Flutuou um pouco acima e explorou o lugar, observando as mais variadas flores e criaturas, cumprimentando desde pequenas tartarugas até enormes ursos. Estava tão feliz com tudo aquilo que já até se esquecia de não ter lembranças. Então parou e observou quieta, sem pronunciar uma sequer palavra.

A sua frente estava uma bela rosa vermelha e ao seu redor, um tipo de camada branca e brilhante, que ela não conhecia. Inclinou seu corpo admirada com aquilo, se perguntando o que era.

Isso é neve. O homem da Lua respondeu para ela.

— O que é...neve? - Ela perguntou, sem tirar seus olhos daquela neve.

É um dos últimos rastros do inverno. Antes da primavera vem o inverno. Antes das flores vem o gelo. E antes de você, Primrose Spring, vem Jack Frost.

— Primrose Spring. Esse é o meu nome?

Dessa vez ele não respondeu, seu silêncio sendo uma afirmação que ela compreendeu.

Você agora é a Primavera, a manifestação dela. Deve se lembrar disso. A estação das flores e árvores vivas pelo verde será trazida por você.

Foi a última coisa que ele lhe disse. Antes de não se pronunciar mais.

Ainda encarando a neve, ela esticou sua mão e com a ponta dos dedos tocou a neve. Era gelada e macia, fazendo seu dedo ter uma sensação de congelamento. Aquele pequeno punhado de neve aqueceu ao seu toque, se derretendo e deixando ali apenas a grama verde.

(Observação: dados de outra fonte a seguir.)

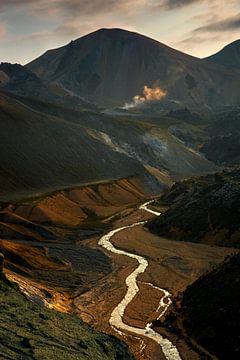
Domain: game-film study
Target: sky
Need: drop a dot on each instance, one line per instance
(198, 27)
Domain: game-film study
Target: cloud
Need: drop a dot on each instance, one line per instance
(172, 4)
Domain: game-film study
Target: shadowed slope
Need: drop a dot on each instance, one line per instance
(110, 66)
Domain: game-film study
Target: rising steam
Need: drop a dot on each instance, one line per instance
(149, 94)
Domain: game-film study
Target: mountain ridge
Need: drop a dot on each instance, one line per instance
(111, 66)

A rosa agora brilhava, agradecendo a garota por livrá-la daquele frio. A rosa vermelha então saiu do chão, brilhando mais ainda. Seu caule se esticou e endureceu, se tornando cristal em um tom marrom pálido. As pétalas ficaram mais firmes e duras, como rubis que ainda brilhavam. Agora aquele era um cajado que ia até a altura do seu peito. Pequenas flores de camomila percorriam a parte de cristal e marrom, como árvores que são tomadas por outras plantas e flores que ali se instalam. A rosa no topo do cajado era grande, um pouco menor que o tamanho de uma mão.

Primrose esticou sua mão e pegou o cajado, que se aqueceu com seu toque. Ela sentiu aquele calor percorrer seu corpo, como um abraço de alguém que gosta. Algo caiu do bolso de sua camisola, um lenço branco com rosas vermelhas bordadas, pegou aquele lenço e acariciou. Ela sabia que era alguém, mesmo que não se lembrasse. Queria se lembrar e saber quem foi, mas agora não havia mais tempo. Assim como o homem da Lua disse, agora ela era a manifestação da primavera. Seria responsável por tudo aquilo. Era o renascer da primavera, que vem após o frio do inverno e colore tudo ao redor. Era o renascimento da futura guardiã.